Transformation	Purpose	Example
Case normalization	Eliminate case-sensitive mismatches	UPPER(country) or LOWER(email)
Trimming whitespace	Remove leading/trailing spaces that cause join failures	TRIM(first_name)
Date parsing	Convert string dates to proper date types	CAST('2024-01-05' AS DATE) or TO_DATE('Jan 5, 2024', 'Mon DD, YYYY')
Type casting	Ensure correct data types for calculations	CAST(revenue_str AS NUMERIC)
Value mapping	Harmonize inconsistent categorical values	CASE WHEN country IN ('USA','U.S.A.') THEN 'United States' END
Outlier capping (winsorizing)	Limit extreme values without removing rows	LEAST(revenue, PERCENTILE_CONT(0.99) WITHIN GROUP (ORDER BY revenue))
Numeric scaling	Normalize features for ML models	Min-max scaling: (x - min) / (max - min)
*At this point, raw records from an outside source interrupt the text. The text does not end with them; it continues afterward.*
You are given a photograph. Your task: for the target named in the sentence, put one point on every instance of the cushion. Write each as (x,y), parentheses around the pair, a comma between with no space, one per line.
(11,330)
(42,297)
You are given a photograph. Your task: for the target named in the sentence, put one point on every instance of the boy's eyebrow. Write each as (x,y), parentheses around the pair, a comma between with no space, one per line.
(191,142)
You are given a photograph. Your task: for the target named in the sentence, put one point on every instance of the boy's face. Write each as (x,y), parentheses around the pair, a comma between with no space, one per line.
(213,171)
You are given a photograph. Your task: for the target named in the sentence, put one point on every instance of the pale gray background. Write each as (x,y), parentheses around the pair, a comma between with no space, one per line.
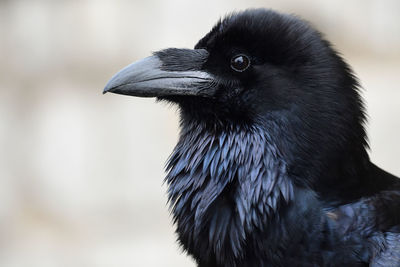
(81,173)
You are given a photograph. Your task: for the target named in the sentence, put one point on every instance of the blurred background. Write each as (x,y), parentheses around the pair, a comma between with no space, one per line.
(80,172)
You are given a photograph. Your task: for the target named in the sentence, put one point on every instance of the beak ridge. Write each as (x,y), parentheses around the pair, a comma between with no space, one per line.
(149,77)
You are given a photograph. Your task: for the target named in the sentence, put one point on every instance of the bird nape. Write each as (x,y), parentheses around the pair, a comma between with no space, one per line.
(271,167)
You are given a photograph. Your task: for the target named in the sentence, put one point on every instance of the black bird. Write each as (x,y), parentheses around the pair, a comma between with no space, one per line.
(271,168)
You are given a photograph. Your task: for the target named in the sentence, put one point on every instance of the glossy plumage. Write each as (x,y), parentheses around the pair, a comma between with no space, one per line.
(271,168)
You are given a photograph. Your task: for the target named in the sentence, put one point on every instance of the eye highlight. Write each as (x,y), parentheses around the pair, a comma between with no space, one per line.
(240,63)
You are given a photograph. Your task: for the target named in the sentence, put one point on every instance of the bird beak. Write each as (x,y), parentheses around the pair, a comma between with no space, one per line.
(169,72)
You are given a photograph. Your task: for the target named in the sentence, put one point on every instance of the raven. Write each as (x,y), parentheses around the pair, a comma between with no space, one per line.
(271,167)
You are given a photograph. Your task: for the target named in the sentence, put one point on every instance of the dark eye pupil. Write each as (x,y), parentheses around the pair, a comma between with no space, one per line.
(240,63)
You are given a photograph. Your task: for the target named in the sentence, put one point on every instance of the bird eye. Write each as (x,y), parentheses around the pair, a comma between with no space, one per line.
(240,63)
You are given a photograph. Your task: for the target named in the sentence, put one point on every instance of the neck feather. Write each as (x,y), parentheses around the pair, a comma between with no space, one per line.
(223,187)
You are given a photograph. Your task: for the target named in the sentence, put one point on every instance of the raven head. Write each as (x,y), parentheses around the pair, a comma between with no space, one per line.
(260,67)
A Practical Data Cleaning Checklist

Step	Action	SQL / Python Approach
1. Profile the data	Count rows, nulls, distinct values, min/max per column	SELECT COUNT(*), COUNT(col), MIN(col), MAX(col), COUNT(DISTINCT col) FROM table
2. Identify duplicates	Check for exact and key-level duplicates	SELECT id, COUNT() FROM table GROUP BY id HAVING COUNT() > 1
3. Handle nulls	Decide per column: drop, impute, or flag	COALESCE(col, default_value) or df.fillna()
4. Fix formats	Standardize strings, dates, and codes	TRIM(), LOWER(), TO_DATE(), REGEXP_REPLACE()
5. Validate ranges	Flag rows outside business-defined valid ranges	SELECT * FROM table WHERE age NOT BETWEEN 0 AND 120
6. Check referential integrity	Find orphaned foreign keys	SELECT * FROM orders o LEFT JOIN customers c ON o.customer_id = c.id WHERE c.id IS NULL
7. Document decisions	Record every cleaning rule and its rationale	Maintain a data quality log or dbt test file

Data Profiling Tools

Tool	Environment	Key Capability
pandas-profiling / ydata-profiling	Python	Generates full HTML report with distributions, correlations, missing values
Great Expectations	Python / dbt	Define and run automated data quality tests as code
dbt tests	SQL / dbt	Built-in tests: not_null, unique, accepted_values, relationships
OpenRefine	Desktop GUI	Cluster and merge inconsistent string values interactively
SQL INFORMATION_SCHEMA	SQL	Inspect column types, nullable flags, and table metadata

Summary

Data cleaning is not a one-time step — it is an ongoing discipline. Clean data requires profiling to understand what exists, systematic rules to fix what is wrong, and automated tests to ensure quality does not degrade over time. Analysts who build repeatable cleaning pipelines — rather than manual fixes — produce results that are reproducible, auditable, and trustworthy. The investment in clean data pays compounding dividends: every downstream analysis, model, and dashboard built on it inherits that reliability.